L'action de ce second opus prend ainsi place un quart de siècle plus tard, en 2025. Tokyo a un nouveau maire, qui a créé une nouvelle force spéciale, qui peut flinguer à vue pendant cinq minutes chaque jour pour éradiquer crime et vermine. Zebraman, lui, a perdu ses super pouvoirs et est retombé dans un total anonymat. Il va pourtant devoir reprendre du service pour restaurer le bon ordre.

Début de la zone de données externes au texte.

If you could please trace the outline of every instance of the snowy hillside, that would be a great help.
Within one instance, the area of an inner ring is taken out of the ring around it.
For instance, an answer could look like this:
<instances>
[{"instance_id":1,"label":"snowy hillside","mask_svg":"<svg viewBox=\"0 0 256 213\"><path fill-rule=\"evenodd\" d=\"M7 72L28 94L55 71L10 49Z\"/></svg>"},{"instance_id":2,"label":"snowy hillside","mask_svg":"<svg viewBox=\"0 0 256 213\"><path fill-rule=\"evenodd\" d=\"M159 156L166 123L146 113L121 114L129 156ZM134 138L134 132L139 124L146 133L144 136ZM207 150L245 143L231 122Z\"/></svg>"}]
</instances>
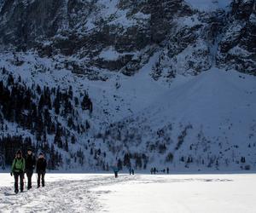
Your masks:
<instances>
[{"instance_id":1,"label":"snowy hillside","mask_svg":"<svg viewBox=\"0 0 256 213\"><path fill-rule=\"evenodd\" d=\"M0 164L256 169L255 0L0 1Z\"/></svg>"}]
</instances>

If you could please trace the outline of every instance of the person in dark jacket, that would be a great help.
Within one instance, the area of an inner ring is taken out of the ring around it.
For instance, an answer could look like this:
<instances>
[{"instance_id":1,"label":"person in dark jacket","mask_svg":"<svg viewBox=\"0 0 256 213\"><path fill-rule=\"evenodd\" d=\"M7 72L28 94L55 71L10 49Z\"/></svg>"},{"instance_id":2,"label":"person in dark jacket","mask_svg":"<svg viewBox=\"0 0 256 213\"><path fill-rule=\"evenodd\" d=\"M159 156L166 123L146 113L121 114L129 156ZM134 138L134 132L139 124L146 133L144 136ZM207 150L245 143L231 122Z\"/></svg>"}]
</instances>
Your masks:
<instances>
[{"instance_id":1,"label":"person in dark jacket","mask_svg":"<svg viewBox=\"0 0 256 213\"><path fill-rule=\"evenodd\" d=\"M32 188L32 176L36 166L36 158L32 154L32 148L27 149L27 155L26 157L26 174L27 176L27 190Z\"/></svg>"},{"instance_id":2,"label":"person in dark jacket","mask_svg":"<svg viewBox=\"0 0 256 213\"><path fill-rule=\"evenodd\" d=\"M15 176L15 193L19 193L19 177L20 177L20 193L23 192L24 189L24 171L25 171L25 159L22 158L22 153L19 150L16 153L15 158L12 164L11 169L11 176Z\"/></svg>"},{"instance_id":3,"label":"person in dark jacket","mask_svg":"<svg viewBox=\"0 0 256 213\"><path fill-rule=\"evenodd\" d=\"M44 176L46 172L47 163L44 154L39 154L37 162L37 173L38 173L38 187L40 187L40 181L42 179L42 187L44 187Z\"/></svg>"}]
</instances>

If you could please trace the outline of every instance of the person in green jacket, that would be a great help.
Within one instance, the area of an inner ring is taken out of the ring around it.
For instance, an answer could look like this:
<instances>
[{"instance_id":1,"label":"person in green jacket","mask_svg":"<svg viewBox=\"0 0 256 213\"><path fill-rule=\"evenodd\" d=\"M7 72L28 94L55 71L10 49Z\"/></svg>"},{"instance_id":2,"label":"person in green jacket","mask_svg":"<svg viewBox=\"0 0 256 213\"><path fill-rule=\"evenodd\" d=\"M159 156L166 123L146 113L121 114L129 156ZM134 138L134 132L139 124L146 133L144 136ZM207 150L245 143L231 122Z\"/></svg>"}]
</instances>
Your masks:
<instances>
[{"instance_id":1,"label":"person in green jacket","mask_svg":"<svg viewBox=\"0 0 256 213\"><path fill-rule=\"evenodd\" d=\"M22 158L22 153L20 150L19 150L16 153L15 158L14 159L14 162L12 164L12 170L11 170L11 176L15 176L15 193L19 193L19 177L20 177L20 193L23 192L24 189L24 172L25 172L25 158Z\"/></svg>"}]
</instances>

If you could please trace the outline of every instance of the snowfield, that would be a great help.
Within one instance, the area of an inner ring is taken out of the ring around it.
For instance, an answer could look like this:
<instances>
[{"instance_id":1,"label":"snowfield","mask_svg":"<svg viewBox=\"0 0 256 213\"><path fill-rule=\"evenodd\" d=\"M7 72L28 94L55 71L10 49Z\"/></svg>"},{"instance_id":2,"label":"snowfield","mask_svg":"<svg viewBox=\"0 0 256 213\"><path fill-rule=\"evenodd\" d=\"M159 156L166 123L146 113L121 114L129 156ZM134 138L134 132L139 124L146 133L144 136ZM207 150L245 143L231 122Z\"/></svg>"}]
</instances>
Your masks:
<instances>
[{"instance_id":1,"label":"snowfield","mask_svg":"<svg viewBox=\"0 0 256 213\"><path fill-rule=\"evenodd\" d=\"M35 181L36 176L33 176ZM15 195L0 174L0 212L255 212L255 174L47 174L46 187Z\"/></svg>"}]
</instances>

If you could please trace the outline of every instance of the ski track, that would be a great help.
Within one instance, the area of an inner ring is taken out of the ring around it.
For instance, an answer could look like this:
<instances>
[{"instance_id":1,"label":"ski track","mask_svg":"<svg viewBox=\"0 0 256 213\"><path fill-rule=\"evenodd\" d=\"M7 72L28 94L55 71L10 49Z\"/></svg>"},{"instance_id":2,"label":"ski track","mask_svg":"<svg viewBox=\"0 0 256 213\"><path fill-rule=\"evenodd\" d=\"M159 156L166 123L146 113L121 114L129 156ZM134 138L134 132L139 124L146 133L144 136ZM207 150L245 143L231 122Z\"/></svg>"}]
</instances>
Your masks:
<instances>
[{"instance_id":1,"label":"ski track","mask_svg":"<svg viewBox=\"0 0 256 213\"><path fill-rule=\"evenodd\" d=\"M44 187L15 194L14 187L0 187L0 212L96 212L101 206L97 197L108 191L91 188L129 181L132 176L113 176L79 181L46 182ZM57 199L57 202L56 202Z\"/></svg>"}]
</instances>

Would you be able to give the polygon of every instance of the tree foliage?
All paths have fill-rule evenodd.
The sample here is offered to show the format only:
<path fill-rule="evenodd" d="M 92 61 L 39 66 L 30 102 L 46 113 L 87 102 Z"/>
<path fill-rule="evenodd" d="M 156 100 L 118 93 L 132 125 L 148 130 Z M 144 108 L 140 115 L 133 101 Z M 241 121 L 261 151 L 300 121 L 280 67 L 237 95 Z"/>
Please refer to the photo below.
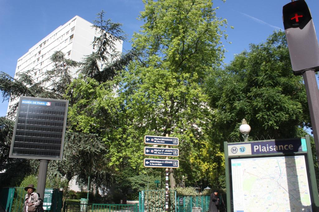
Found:
<path fill-rule="evenodd" d="M 243 118 L 251 127 L 251 137 L 304 135 L 302 127 L 310 123 L 306 91 L 302 77 L 293 73 L 284 32 L 275 31 L 250 48 L 207 80 L 219 136 L 238 138 Z"/>
<path fill-rule="evenodd" d="M 211 111 L 202 85 L 205 75 L 222 59 L 220 27 L 226 22 L 216 17 L 210 0 L 144 2 L 139 18 L 145 23 L 132 45 L 143 55 L 123 73 L 120 86 L 135 132 L 127 141 L 142 140 L 145 134 L 179 137 L 181 167 L 175 173 L 171 169 L 171 181 L 184 175 L 187 182 L 196 184 L 209 169 L 214 171 L 210 163 L 199 164 L 206 156 L 201 153 L 219 154 L 204 150 Z M 215 177 L 209 180 L 216 181 Z"/>

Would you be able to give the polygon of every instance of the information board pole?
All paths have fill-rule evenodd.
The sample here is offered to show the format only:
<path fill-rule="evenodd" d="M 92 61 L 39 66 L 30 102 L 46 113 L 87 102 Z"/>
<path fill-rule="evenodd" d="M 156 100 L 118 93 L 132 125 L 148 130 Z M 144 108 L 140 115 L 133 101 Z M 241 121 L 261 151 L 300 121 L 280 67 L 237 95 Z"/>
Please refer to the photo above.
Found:
<path fill-rule="evenodd" d="M 314 69 L 309 69 L 303 73 L 307 93 L 310 119 L 316 147 L 317 160 L 319 160 L 319 92 Z M 319 163 L 319 161 L 318 163 Z"/>
<path fill-rule="evenodd" d="M 47 171 L 49 160 L 40 160 L 39 167 L 39 174 L 38 177 L 38 185 L 37 190 L 40 195 L 40 198 L 43 200 L 44 197 L 44 189 L 47 179 Z"/>
<path fill-rule="evenodd" d="M 168 137 L 168 134 L 166 134 L 166 137 Z M 168 146 L 166 145 L 166 148 L 168 148 Z M 167 160 L 168 159 L 168 157 L 166 156 L 165 159 Z M 168 168 L 166 168 L 165 169 L 165 212 L 168 211 Z"/>

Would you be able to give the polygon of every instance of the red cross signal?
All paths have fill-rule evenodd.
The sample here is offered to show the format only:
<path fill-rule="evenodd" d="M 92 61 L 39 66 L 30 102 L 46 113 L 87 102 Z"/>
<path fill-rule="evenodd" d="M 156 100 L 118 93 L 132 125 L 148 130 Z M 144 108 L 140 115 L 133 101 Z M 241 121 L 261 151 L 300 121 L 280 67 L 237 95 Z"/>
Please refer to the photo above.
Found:
<path fill-rule="evenodd" d="M 296 19 L 296 22 L 298 23 L 299 22 L 299 19 L 298 18 L 301 18 L 303 17 L 303 16 L 302 15 L 300 15 L 298 16 L 298 14 L 297 13 L 295 13 L 295 16 L 290 19 L 290 20 L 293 20 L 294 19 Z"/>

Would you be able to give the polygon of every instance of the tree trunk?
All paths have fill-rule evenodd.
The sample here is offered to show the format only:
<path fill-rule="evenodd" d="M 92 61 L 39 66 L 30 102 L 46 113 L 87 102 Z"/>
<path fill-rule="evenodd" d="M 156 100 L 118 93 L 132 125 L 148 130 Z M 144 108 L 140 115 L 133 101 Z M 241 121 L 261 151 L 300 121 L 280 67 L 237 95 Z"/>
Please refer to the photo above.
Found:
<path fill-rule="evenodd" d="M 176 188 L 176 181 L 174 174 L 174 169 L 169 169 L 169 181 L 171 182 L 171 189 L 175 189 Z"/>

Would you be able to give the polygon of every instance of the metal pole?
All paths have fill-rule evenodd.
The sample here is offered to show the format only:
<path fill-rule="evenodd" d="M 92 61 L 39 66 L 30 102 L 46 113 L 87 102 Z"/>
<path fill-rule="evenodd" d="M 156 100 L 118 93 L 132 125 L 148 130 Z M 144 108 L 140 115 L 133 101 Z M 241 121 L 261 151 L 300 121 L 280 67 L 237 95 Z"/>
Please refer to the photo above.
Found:
<path fill-rule="evenodd" d="M 308 69 L 302 74 L 307 93 L 310 118 L 316 147 L 317 160 L 319 157 L 319 93 L 314 69 Z M 318 161 L 319 163 L 319 161 Z"/>
<path fill-rule="evenodd" d="M 49 161 L 49 160 L 40 160 L 37 191 L 40 195 L 40 197 L 42 200 L 44 197 L 44 189 L 45 188 L 45 182 L 47 179 L 47 171 L 48 170 L 48 164 Z"/>
<path fill-rule="evenodd" d="M 166 134 L 166 137 L 168 137 L 168 134 Z M 168 148 L 168 145 L 166 145 L 166 148 Z M 166 159 L 168 159 L 168 157 L 166 156 Z M 168 168 L 167 168 L 165 169 L 165 212 L 168 211 Z"/>

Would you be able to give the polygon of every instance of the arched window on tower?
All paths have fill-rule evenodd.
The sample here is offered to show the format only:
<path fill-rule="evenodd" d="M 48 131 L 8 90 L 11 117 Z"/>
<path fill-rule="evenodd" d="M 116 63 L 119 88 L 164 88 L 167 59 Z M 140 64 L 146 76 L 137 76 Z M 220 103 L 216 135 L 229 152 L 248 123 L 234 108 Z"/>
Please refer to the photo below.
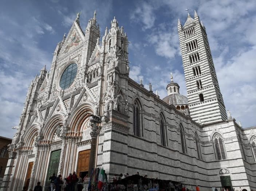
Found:
<path fill-rule="evenodd" d="M 181 124 L 180 125 L 180 133 L 181 135 L 181 144 L 182 152 L 185 153 L 187 151 L 186 147 L 186 138 L 185 136 L 183 127 L 182 126 Z"/>
<path fill-rule="evenodd" d="M 200 100 L 200 101 L 201 102 L 204 101 L 204 96 L 203 95 L 203 94 L 202 93 L 199 94 L 199 100 Z"/>
<path fill-rule="evenodd" d="M 254 160 L 256 161 L 256 137 L 254 136 L 251 139 L 250 142 L 252 147 L 252 155 L 254 158 Z"/>
<path fill-rule="evenodd" d="M 163 146 L 166 146 L 166 131 L 164 126 L 165 123 L 164 117 L 161 113 L 160 115 L 160 134 L 161 138 L 161 144 Z"/>
<path fill-rule="evenodd" d="M 216 133 L 213 137 L 213 140 L 214 141 L 216 158 L 218 160 L 226 159 L 224 143 L 221 135 L 218 133 Z"/>
<path fill-rule="evenodd" d="M 7 152 L 7 146 L 4 146 L 1 150 L 1 153 L 0 154 L 0 157 L 3 158 L 5 156 L 5 155 L 8 153 Z"/>
<path fill-rule="evenodd" d="M 133 104 L 133 134 L 135 136 L 140 137 L 142 135 L 142 122 L 140 111 L 141 105 L 138 99 L 136 99 Z"/>
<path fill-rule="evenodd" d="M 110 50 L 110 47 L 111 46 L 111 39 L 109 40 L 109 50 Z"/>
<path fill-rule="evenodd" d="M 196 137 L 196 150 L 197 151 L 197 157 L 198 158 L 201 159 L 202 156 L 201 155 L 201 149 L 200 146 L 200 140 L 198 137 L 198 135 L 196 132 L 195 133 L 195 137 Z"/>

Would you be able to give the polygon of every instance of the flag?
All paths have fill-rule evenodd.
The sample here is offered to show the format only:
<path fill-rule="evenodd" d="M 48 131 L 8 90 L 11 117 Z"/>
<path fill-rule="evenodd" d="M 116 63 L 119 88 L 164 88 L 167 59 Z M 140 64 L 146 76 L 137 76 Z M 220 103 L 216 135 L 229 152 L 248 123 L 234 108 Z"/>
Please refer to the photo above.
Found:
<path fill-rule="evenodd" d="M 102 168 L 101 171 L 101 174 L 99 176 L 99 182 L 98 183 L 98 188 L 101 189 L 103 186 L 103 182 L 104 179 L 104 171 Z"/>
<path fill-rule="evenodd" d="M 89 181 L 89 184 L 88 184 L 88 190 L 91 190 L 91 179 L 92 176 L 92 174 L 93 173 L 93 168 L 92 168 L 92 169 L 91 169 L 91 177 L 90 177 L 90 180 Z"/>

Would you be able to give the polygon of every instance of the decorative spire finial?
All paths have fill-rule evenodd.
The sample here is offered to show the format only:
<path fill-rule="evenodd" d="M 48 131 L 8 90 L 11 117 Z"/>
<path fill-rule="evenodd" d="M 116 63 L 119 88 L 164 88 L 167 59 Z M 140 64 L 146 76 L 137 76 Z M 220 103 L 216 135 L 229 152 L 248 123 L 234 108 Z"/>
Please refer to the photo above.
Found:
<path fill-rule="evenodd" d="M 190 16 L 190 15 L 189 14 L 189 11 L 191 11 L 191 9 L 186 9 L 185 11 L 188 11 L 188 16 Z"/>
<path fill-rule="evenodd" d="M 173 82 L 173 76 L 172 72 L 171 72 L 171 82 Z"/>

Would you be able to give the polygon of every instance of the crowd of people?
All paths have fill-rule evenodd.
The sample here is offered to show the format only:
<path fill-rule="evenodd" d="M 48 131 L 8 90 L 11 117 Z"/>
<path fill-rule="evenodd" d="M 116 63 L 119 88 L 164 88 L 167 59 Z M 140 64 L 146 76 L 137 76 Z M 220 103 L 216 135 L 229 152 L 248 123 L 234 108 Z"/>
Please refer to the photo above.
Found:
<path fill-rule="evenodd" d="M 87 175 L 83 180 L 81 177 L 78 177 L 74 171 L 64 180 L 62 178 L 61 175 L 57 177 L 55 174 L 49 178 L 51 191 L 82 191 L 83 188 L 82 183 L 87 178 Z"/>

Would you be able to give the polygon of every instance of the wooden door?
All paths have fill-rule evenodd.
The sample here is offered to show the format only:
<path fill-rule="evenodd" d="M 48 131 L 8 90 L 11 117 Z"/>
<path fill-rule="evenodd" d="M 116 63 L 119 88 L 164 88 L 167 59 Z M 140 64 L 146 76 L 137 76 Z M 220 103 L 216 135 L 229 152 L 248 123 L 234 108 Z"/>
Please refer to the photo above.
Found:
<path fill-rule="evenodd" d="M 29 184 L 29 181 L 30 181 L 31 173 L 32 172 L 32 168 L 33 167 L 33 165 L 34 164 L 34 162 L 33 162 L 28 163 L 28 170 L 27 171 L 27 176 L 25 179 L 25 185 L 24 186 L 26 187 L 26 190 L 27 190 L 28 188 L 28 185 Z"/>
<path fill-rule="evenodd" d="M 48 186 L 50 185 L 50 180 L 49 179 L 50 177 L 52 176 L 53 173 L 55 174 L 56 177 L 58 176 L 58 169 L 59 165 L 60 163 L 60 152 L 61 150 L 52 151 L 51 153 L 50 160 L 49 161 L 48 165 L 48 171 L 46 176 L 46 186 Z"/>
<path fill-rule="evenodd" d="M 77 164 L 76 174 L 80 176 L 80 173 L 88 171 L 89 161 L 90 158 L 90 149 L 80 151 L 78 153 L 78 161 Z M 82 178 L 85 175 L 81 175 Z"/>

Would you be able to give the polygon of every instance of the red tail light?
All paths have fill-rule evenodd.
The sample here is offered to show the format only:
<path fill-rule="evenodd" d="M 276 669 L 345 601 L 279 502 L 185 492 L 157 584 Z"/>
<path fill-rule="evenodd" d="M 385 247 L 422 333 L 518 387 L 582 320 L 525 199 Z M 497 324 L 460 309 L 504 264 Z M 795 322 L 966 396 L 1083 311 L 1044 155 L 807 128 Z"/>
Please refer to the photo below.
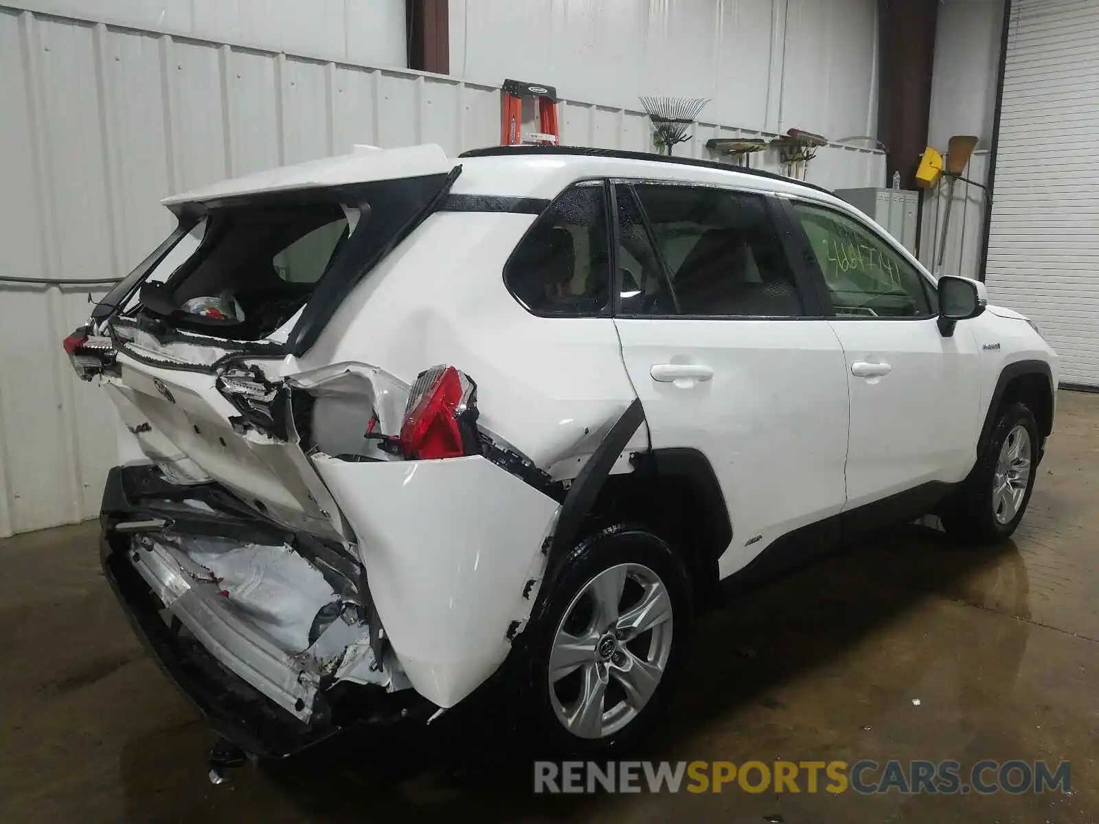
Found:
<path fill-rule="evenodd" d="M 453 366 L 420 375 L 401 425 L 406 458 L 458 458 L 476 450 L 476 385 Z"/>
<path fill-rule="evenodd" d="M 76 350 L 84 346 L 87 342 L 88 330 L 78 329 L 71 335 L 66 337 L 64 342 L 62 342 L 62 346 L 65 347 L 65 354 L 71 357 L 73 355 L 76 355 Z"/>
<path fill-rule="evenodd" d="M 103 367 L 114 363 L 114 345 L 109 337 L 91 337 L 88 330 L 80 326 L 62 342 L 69 356 L 73 369 L 80 380 L 91 380 L 103 371 Z"/>

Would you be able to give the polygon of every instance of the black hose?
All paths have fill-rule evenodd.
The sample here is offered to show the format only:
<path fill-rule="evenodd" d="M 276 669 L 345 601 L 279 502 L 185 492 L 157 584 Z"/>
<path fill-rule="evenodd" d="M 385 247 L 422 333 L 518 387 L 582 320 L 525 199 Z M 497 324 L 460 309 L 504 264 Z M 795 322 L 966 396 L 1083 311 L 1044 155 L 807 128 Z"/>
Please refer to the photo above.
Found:
<path fill-rule="evenodd" d="M 122 278 L 92 278 L 90 280 L 63 280 L 60 278 L 16 278 L 12 275 L 0 275 L 0 283 L 26 283 L 29 286 L 109 286 L 118 283 Z"/>

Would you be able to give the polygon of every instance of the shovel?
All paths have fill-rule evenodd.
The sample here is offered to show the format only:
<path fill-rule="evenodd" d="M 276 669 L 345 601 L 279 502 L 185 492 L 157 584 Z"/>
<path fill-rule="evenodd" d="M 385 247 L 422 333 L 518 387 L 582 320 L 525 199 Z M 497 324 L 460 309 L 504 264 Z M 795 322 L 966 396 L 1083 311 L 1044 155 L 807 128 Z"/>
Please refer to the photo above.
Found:
<path fill-rule="evenodd" d="M 951 227 L 951 207 L 954 205 L 954 183 L 957 182 L 957 179 L 962 177 L 962 172 L 965 171 L 966 164 L 969 163 L 969 156 L 973 155 L 973 149 L 976 145 L 977 138 L 974 135 L 956 134 L 951 137 L 950 144 L 946 147 L 946 168 L 943 169 L 943 174 L 950 179 L 950 186 L 946 189 L 946 214 L 943 215 L 943 235 L 939 242 L 939 266 L 936 267 L 936 274 L 942 274 L 943 257 L 946 254 L 946 232 Z"/>

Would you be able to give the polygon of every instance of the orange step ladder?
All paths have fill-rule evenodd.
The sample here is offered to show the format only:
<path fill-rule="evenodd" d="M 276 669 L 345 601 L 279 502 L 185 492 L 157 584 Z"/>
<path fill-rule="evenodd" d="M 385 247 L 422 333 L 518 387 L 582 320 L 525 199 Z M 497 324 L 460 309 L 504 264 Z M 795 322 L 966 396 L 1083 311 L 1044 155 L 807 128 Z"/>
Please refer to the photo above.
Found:
<path fill-rule="evenodd" d="M 557 90 L 553 86 L 504 80 L 500 104 L 500 145 L 519 146 L 523 143 L 558 145 Z M 523 98 L 534 98 L 539 108 L 539 130 L 523 134 Z"/>

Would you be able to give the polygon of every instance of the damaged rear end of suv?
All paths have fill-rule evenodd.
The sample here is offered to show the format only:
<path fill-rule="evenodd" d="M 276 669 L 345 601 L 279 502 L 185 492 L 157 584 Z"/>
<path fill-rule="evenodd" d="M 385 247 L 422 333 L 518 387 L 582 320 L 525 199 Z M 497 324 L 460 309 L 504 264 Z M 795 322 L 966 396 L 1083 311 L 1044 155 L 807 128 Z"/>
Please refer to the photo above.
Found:
<path fill-rule="evenodd" d="M 169 198 L 177 229 L 65 341 L 124 424 L 107 578 L 233 747 L 280 758 L 464 700 L 576 537 L 574 481 L 647 447 L 608 313 L 546 326 L 501 282 L 551 197 L 500 181 L 360 147 Z"/>

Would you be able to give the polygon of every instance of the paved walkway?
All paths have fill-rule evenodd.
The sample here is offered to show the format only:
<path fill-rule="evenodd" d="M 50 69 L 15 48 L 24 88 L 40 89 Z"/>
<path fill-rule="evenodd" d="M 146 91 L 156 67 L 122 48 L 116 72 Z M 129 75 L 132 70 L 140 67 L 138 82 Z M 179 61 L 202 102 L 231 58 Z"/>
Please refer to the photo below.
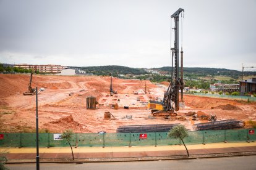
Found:
<path fill-rule="evenodd" d="M 256 142 L 216 143 L 187 145 L 73 147 L 75 161 L 119 161 L 196 158 L 256 155 Z M 35 163 L 35 148 L 0 148 L 8 152 L 9 163 Z M 72 160 L 70 147 L 40 148 L 40 162 L 67 162 Z"/>

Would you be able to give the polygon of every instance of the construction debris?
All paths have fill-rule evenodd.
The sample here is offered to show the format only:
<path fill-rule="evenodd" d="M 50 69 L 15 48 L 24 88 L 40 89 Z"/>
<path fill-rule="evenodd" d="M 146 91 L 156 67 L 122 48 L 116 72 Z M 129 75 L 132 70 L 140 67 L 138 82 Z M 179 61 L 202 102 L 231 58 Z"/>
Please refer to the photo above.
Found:
<path fill-rule="evenodd" d="M 177 124 L 162 124 L 121 126 L 117 128 L 116 132 L 117 133 L 168 132 L 173 126 Z"/>
<path fill-rule="evenodd" d="M 198 131 L 202 130 L 224 130 L 243 127 L 245 123 L 236 119 L 217 121 L 205 123 L 195 124 Z"/>

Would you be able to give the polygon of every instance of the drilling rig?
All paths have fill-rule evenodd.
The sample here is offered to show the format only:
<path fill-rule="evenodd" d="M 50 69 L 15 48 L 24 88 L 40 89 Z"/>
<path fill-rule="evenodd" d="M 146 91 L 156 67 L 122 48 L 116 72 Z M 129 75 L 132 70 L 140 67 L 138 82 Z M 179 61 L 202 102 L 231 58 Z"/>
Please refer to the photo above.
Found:
<path fill-rule="evenodd" d="M 110 73 L 110 96 L 113 96 L 113 94 L 117 94 L 117 91 L 113 91 L 113 88 L 112 87 L 112 74 Z"/>
<path fill-rule="evenodd" d="M 183 9 L 180 8 L 171 15 L 171 18 L 174 18 L 175 22 L 175 26 L 173 28 L 174 46 L 171 49 L 172 52 L 171 80 L 164 92 L 163 100 L 150 100 L 148 108 L 151 109 L 151 111 L 153 116 L 176 116 L 177 113 L 174 112 L 174 110 L 179 110 L 179 89 L 182 90 L 184 87 L 183 78 L 179 77 L 179 16 L 184 11 Z M 174 67 L 173 58 L 174 58 Z M 182 65 L 183 66 L 183 64 Z"/>
<path fill-rule="evenodd" d="M 23 93 L 24 95 L 32 95 L 36 94 L 35 89 L 32 88 L 32 76 L 33 76 L 33 71 L 31 72 L 30 74 L 30 81 L 28 84 L 28 91 Z"/>

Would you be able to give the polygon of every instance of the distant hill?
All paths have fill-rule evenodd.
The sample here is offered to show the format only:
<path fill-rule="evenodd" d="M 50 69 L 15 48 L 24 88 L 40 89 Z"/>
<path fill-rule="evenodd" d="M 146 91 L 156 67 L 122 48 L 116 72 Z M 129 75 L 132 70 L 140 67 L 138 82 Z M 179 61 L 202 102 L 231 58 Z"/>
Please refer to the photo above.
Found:
<path fill-rule="evenodd" d="M 85 70 L 87 73 L 93 73 L 96 75 L 109 75 L 109 73 L 112 73 L 114 76 L 116 76 L 117 75 L 147 74 L 147 71 L 143 68 L 134 68 L 119 65 L 82 67 L 80 68 Z"/>
<path fill-rule="evenodd" d="M 117 76 L 118 75 L 139 76 L 149 73 L 145 68 L 134 68 L 119 65 L 82 67 L 80 68 L 86 71 L 87 73 L 93 73 L 95 75 L 109 75 L 109 73 L 112 73 L 114 76 Z M 147 70 L 156 71 L 161 74 L 169 75 L 171 71 L 171 67 L 163 67 Z M 226 68 L 184 67 L 184 77 L 192 79 L 197 79 L 198 77 L 223 76 L 237 79 L 242 75 L 242 71 Z M 244 71 L 244 75 L 255 75 L 256 76 L 256 71 Z"/>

Première déception et de taille: La suite ne conserve absolument pas le génie scénaristique du premier. Parodie du film de super héros, "Zebraman 1" était avant tout un très joli conte d'une relation père-fils et constitue sans aucun conteste l'un des plus beaux et plus personnels films de Miike. "Zebraman 2", lui, aurait aussi bien s'intituler "Yatterman 2"…L'intrigue, quoique toujours aussi délirante, ne va nulle part. La première partie est même franchement ennuyeuse et qui met largement en avant les talents vocaux de la Zebra Queen, qui se fend plus d'une fois en d'interminables chansons; des scènes, qui ressemblent davantage à des clips musicaux quelconques (et qui seront très certainement exploitées en tant que telles) et à un étalage de produits dérivés possibles (et réalisées depuis la sortie du film). Arrivent finalement les vingt dernières minutes attendues, sorte de gros carnage du centre-ville tokyoïte, où Miike se donne à cœur joie dans des scènes de destruction à grande échelle, justifiant à elles seules l'énorme coût d'investissement. Un peu à la Roland Emmerich ou à un Michale Bay, qui se font toujours un malin plaisir de casser leurs jouets, qu'ils mettent un temps interminable à mettre en place.
La seule "lumière" dans tout ce foutoir, c'est les relents anarchisants de Miike. On y voit notamment le grand méchant lâcher un énorme pet dévastateur pour assommer ses adversaires, tandis que la bataille finale est un rare moment non-sensique et permet de garder un semblant de foie dans l'esprit farceur de l'espiègle Miike.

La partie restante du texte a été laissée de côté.